Boeing will freeze 747-8 production for a month from May 6 to incorporate changes from discoveries made during flight test and to allow workers in Everett to catch up on thousands of unfinished items, or ‘traveled work.’
The move, which follows similar actions taken three times on the 787 line, is an unwelcome new delay to a program desperately trying to catch up on almost two years of program slippage. However, Boeing expects to gain some benefit by using the production hold to help prepare for next year’s planned production rate increase to two aircraft per month. Although Boeing says the interruption to production will not delay first delivery to Cargolux later this summer, the manufacturer is assessing the overall impact on downstream deliveries later this year.
Boeing plans to resume normal production flow in early June, but until then the line will remain static with completion of tasks on aircraft in-situ. Some change incorporation is also expected to be completed on the 20 aircraft already assembled. Of these, seven have been used for flight testing while 13 are in storage around the delivery ramp alongside a growing number of undelivered, engineless 787s.
The temporary production freeze is widely expected to knock delivery of the first 747-8 passenger variant into early 2012, although this is due for delivery to a completion center for conversion into a corporate jet.

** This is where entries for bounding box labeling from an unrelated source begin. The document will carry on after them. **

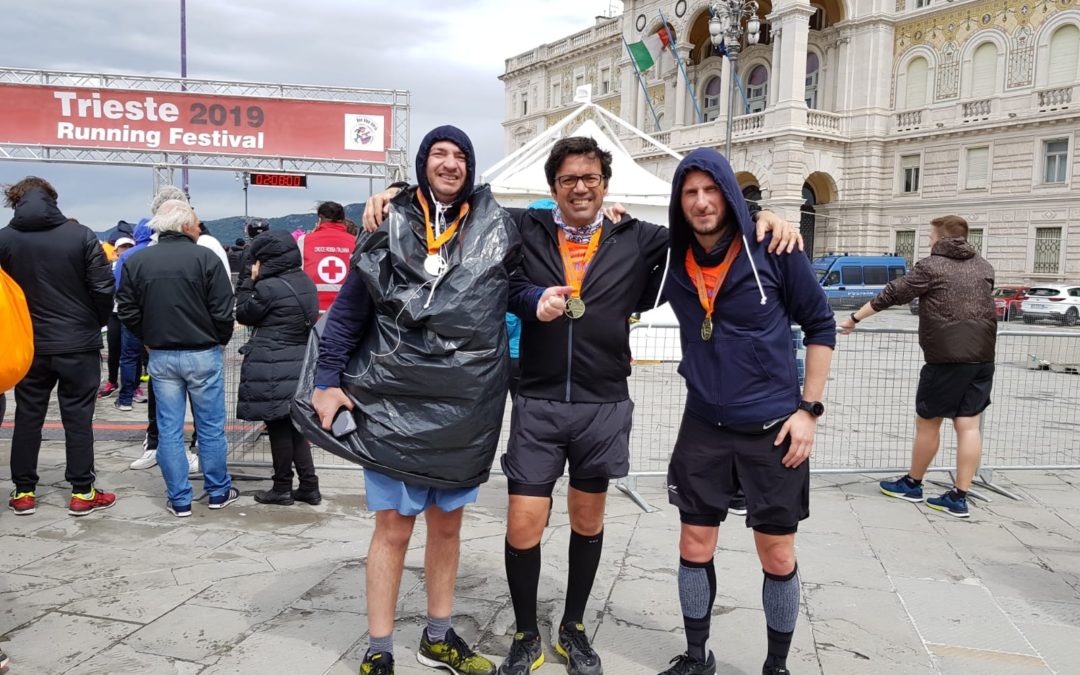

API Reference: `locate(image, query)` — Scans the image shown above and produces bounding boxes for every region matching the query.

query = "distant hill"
[97,204,364,246]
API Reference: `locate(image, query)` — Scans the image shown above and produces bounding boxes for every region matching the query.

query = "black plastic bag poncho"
[293,186,519,487]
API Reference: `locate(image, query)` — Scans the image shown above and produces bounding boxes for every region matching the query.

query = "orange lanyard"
[686,239,742,321]
[416,192,469,255]
[558,228,604,298]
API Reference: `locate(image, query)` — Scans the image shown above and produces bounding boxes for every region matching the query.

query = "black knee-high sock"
[504,541,540,633]
[559,529,604,625]
[761,565,799,666]
[678,558,716,662]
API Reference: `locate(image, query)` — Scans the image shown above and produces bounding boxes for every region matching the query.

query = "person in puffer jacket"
[237,230,322,505]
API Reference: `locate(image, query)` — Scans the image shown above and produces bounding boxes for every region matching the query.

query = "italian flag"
[630,28,671,72]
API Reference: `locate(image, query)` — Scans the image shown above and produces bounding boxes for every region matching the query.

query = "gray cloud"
[0,0,608,229]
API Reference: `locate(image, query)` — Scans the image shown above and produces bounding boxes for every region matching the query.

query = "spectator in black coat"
[0,176,116,516]
[237,230,322,505]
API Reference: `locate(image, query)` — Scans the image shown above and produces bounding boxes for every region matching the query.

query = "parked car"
[994,284,1027,321]
[813,254,907,309]
[1022,284,1080,326]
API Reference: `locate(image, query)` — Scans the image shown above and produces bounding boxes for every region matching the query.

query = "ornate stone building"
[501,0,1080,281]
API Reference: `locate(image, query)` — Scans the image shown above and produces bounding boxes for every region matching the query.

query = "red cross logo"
[319,256,349,284]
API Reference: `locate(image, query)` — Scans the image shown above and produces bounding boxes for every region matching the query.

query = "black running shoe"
[360,651,394,675]
[660,651,716,675]
[497,633,543,675]
[555,623,604,675]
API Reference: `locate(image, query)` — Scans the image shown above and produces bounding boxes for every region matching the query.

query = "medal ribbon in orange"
[558,228,604,298]
[416,191,469,256]
[686,238,742,322]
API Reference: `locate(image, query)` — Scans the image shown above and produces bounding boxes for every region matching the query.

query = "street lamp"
[708,0,761,161]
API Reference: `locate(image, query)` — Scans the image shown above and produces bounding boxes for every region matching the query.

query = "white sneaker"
[131,450,158,469]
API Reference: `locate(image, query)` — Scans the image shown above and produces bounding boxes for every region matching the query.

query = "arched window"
[806,52,821,110]
[971,42,998,98]
[1047,25,1080,86]
[904,56,930,110]
[746,66,769,112]
[702,77,724,122]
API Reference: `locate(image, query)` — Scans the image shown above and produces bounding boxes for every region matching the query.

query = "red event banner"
[0,84,391,162]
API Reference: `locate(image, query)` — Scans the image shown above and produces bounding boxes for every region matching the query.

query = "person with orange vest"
[296,202,356,313]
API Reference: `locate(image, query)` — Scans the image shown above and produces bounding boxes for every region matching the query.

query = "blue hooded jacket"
[112,218,153,288]
[664,148,836,427]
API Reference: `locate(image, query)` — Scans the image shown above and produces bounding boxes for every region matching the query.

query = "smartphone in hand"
[330,406,356,438]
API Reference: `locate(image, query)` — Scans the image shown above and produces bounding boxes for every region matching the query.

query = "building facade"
[500,0,1080,282]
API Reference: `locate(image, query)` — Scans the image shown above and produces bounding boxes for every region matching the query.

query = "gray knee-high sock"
[678,558,716,663]
[761,565,800,666]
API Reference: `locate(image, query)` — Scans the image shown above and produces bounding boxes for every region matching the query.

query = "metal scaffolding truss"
[0,68,409,181]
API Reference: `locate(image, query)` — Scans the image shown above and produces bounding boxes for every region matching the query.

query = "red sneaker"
[68,487,117,515]
[8,490,38,515]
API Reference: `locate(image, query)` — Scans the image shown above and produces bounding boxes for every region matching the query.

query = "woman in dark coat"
[237,230,322,505]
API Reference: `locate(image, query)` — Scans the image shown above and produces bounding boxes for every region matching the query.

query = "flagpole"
[660,11,705,124]
[622,38,660,132]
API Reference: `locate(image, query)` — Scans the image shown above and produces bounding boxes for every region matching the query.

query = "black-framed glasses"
[555,174,604,190]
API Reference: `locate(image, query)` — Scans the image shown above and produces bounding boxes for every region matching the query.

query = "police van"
[813,254,907,309]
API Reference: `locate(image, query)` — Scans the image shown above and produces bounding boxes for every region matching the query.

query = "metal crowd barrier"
[226,323,1080,496]
[630,324,1080,476]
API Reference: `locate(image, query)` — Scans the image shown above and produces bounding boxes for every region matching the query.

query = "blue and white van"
[813,254,907,309]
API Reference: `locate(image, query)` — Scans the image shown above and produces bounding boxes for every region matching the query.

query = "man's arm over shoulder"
[205,252,234,345]
[315,270,375,387]
[85,228,117,326]
[781,250,836,348]
[870,259,934,312]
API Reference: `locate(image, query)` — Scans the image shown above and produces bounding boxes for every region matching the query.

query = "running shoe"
[68,486,117,515]
[498,633,543,675]
[416,629,495,675]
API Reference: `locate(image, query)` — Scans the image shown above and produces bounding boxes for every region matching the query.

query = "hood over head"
[667,148,754,254]
[247,230,301,279]
[416,124,476,206]
[11,188,68,232]
[930,239,977,260]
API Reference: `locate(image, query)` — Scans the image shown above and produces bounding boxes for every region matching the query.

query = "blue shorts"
[364,469,480,515]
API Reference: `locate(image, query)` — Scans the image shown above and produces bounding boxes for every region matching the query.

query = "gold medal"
[423,253,446,276]
[566,297,585,319]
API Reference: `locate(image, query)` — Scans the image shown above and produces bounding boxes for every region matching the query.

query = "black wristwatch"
[799,401,825,417]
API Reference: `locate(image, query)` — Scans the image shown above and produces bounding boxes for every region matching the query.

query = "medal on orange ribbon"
[558,228,603,319]
[416,191,469,276]
[686,239,742,342]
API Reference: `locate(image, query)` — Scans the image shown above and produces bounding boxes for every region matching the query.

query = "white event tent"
[480,102,683,225]
[480,102,683,361]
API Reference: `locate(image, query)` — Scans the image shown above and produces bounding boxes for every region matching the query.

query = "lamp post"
[708,0,761,161]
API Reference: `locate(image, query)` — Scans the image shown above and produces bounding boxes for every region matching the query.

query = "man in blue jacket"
[662,148,836,675]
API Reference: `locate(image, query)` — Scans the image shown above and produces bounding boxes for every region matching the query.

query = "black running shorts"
[915,363,994,419]
[667,411,810,535]
[502,395,634,496]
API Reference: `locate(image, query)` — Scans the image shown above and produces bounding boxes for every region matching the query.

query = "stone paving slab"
[0,442,1080,675]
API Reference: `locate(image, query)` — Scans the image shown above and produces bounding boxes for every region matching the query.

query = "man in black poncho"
[312,126,518,675]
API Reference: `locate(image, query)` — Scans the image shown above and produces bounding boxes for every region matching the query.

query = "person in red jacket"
[296,202,356,313]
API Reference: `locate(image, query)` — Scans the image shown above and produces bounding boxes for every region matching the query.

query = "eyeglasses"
[555,174,604,190]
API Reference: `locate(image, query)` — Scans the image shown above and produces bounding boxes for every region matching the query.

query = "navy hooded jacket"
[664,148,836,427]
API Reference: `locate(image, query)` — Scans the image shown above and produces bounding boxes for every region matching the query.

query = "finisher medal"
[701,316,713,342]
[423,253,446,276]
[566,297,585,319]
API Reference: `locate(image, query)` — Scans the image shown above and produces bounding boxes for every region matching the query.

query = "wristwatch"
[799,401,825,417]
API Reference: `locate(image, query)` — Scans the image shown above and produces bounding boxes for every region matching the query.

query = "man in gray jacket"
[838,216,997,518]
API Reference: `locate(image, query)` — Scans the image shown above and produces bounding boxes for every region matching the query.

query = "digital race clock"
[248,174,308,188]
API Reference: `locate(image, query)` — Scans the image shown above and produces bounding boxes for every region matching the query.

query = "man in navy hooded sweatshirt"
[662,148,836,675]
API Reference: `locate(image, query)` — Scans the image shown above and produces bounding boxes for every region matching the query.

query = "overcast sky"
[0,0,611,229]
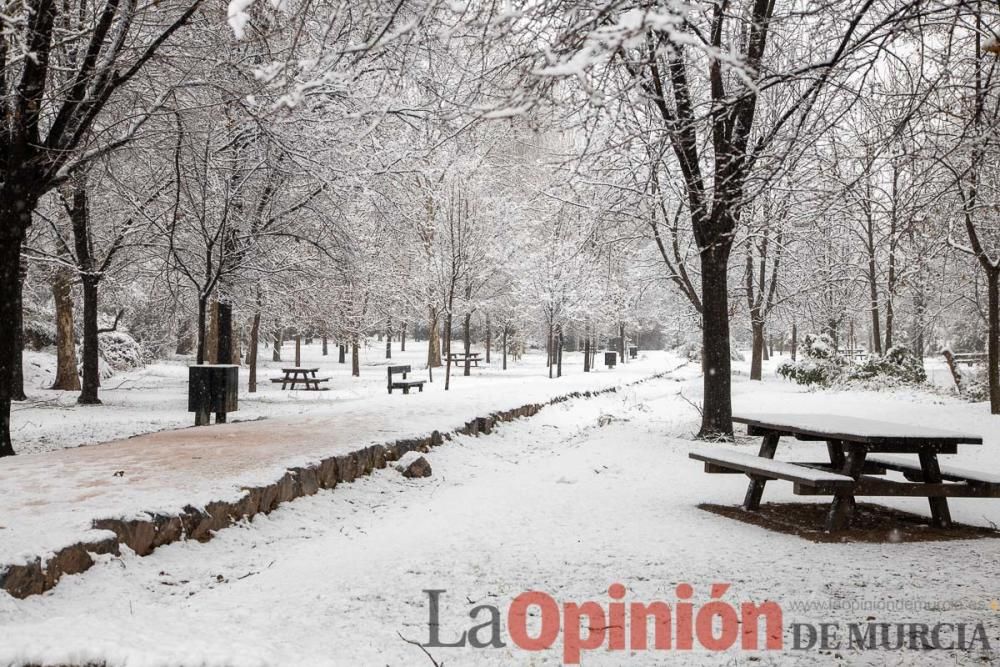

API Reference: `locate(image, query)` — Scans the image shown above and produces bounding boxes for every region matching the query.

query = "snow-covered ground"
[0,352,1000,665]
[11,339,580,460]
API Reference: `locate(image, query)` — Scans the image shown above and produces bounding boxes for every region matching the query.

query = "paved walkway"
[0,353,680,572]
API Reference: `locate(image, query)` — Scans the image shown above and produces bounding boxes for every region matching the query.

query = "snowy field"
[0,348,1000,666]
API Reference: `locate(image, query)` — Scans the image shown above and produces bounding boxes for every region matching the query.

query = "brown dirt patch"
[698,503,1000,544]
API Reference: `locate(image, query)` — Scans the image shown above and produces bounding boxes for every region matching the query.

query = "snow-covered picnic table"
[271,366,330,391]
[690,413,1000,531]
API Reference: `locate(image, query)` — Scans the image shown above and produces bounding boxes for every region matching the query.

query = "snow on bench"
[868,456,1000,484]
[688,447,854,486]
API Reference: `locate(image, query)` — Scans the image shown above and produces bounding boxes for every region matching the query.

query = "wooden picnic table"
[271,366,330,391]
[690,414,1000,531]
[448,352,483,368]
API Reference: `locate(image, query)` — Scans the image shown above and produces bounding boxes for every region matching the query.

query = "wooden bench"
[688,447,854,487]
[690,414,984,531]
[945,352,989,366]
[941,349,989,394]
[387,366,424,394]
[448,352,482,368]
[868,456,1000,489]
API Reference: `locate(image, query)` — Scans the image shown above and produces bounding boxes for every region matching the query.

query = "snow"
[0,366,1000,666]
[733,411,979,444]
[690,447,853,482]
[0,345,683,565]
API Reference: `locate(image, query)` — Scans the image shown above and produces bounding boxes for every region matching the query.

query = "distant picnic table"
[448,352,483,368]
[271,366,330,391]
[690,414,1000,531]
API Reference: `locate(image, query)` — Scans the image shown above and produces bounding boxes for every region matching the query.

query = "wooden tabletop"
[733,412,983,451]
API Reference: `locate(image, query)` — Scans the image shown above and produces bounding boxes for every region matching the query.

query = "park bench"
[837,348,868,363]
[448,352,482,368]
[942,350,988,366]
[690,414,988,531]
[388,366,424,394]
[271,366,330,391]
[941,349,989,394]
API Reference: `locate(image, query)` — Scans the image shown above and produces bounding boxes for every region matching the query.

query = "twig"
[396,630,444,667]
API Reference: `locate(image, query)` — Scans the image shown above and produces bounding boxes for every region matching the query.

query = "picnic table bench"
[690,414,1000,531]
[388,366,424,394]
[271,366,330,391]
[448,352,483,368]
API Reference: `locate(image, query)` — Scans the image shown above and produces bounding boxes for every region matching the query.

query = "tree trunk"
[385,319,392,359]
[443,310,451,391]
[174,317,195,354]
[750,320,764,380]
[486,313,492,364]
[556,324,563,377]
[195,294,211,365]
[545,320,556,380]
[215,302,233,364]
[986,270,1000,415]
[500,324,507,370]
[427,307,441,368]
[868,249,882,355]
[76,274,101,405]
[462,313,472,377]
[698,248,733,440]
[52,269,80,391]
[205,299,223,364]
[0,222,27,457]
[247,310,260,394]
[11,257,28,401]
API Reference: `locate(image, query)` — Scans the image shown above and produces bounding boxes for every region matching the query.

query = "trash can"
[188,364,240,426]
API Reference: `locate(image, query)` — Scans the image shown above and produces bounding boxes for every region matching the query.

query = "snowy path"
[0,352,681,566]
[0,380,1000,665]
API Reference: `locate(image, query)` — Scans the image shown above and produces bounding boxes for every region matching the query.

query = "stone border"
[0,362,688,599]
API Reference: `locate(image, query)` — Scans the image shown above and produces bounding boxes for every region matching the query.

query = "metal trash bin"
[188,364,240,426]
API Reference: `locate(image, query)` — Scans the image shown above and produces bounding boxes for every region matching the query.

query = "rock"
[395,451,431,477]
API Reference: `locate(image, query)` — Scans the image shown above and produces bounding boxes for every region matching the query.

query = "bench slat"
[688,448,854,486]
[868,456,1000,484]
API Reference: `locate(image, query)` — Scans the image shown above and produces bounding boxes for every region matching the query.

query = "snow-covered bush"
[76,331,146,380]
[97,331,145,371]
[23,301,56,350]
[777,334,846,387]
[847,345,927,386]
[962,364,990,403]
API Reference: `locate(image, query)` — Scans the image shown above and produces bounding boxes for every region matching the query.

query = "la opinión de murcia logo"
[422,583,990,665]
[424,583,783,665]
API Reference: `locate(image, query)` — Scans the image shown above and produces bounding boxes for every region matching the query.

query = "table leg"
[743,433,781,512]
[826,444,868,532]
[826,440,844,470]
[920,451,951,528]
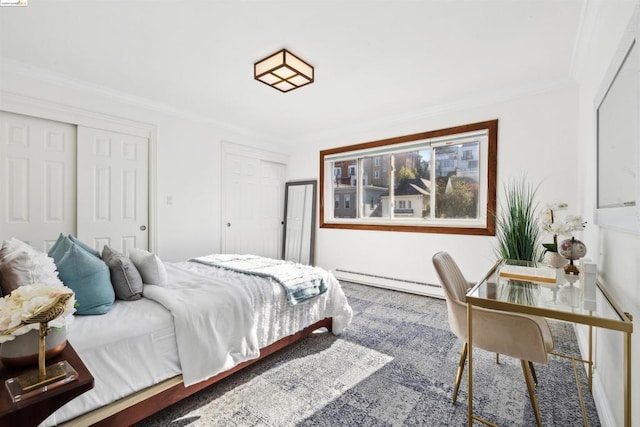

The first passenger version for launch customer Lufthansa is due for delivery in the first quarter of 2012. Cargolux, which became launch customer for the stretched freighter variant in November 2005, was originally scheduled to take delivery in the third-quarter of 2009. However, following production and development issues, Boeing later delayed delivery to December 2010. It subsequently announced in September 2010 it was pushing back delivery of the first 747-8F by around six months to mid-2011.
Flight testing of the 747-8F and passenger -8 meanwhile continues at a fast rate with flight controls, stability and control and systems certification work ongoing with the freighters, while low-speed testing as well as stability and control assessments are underway on the two passenger test aircraft.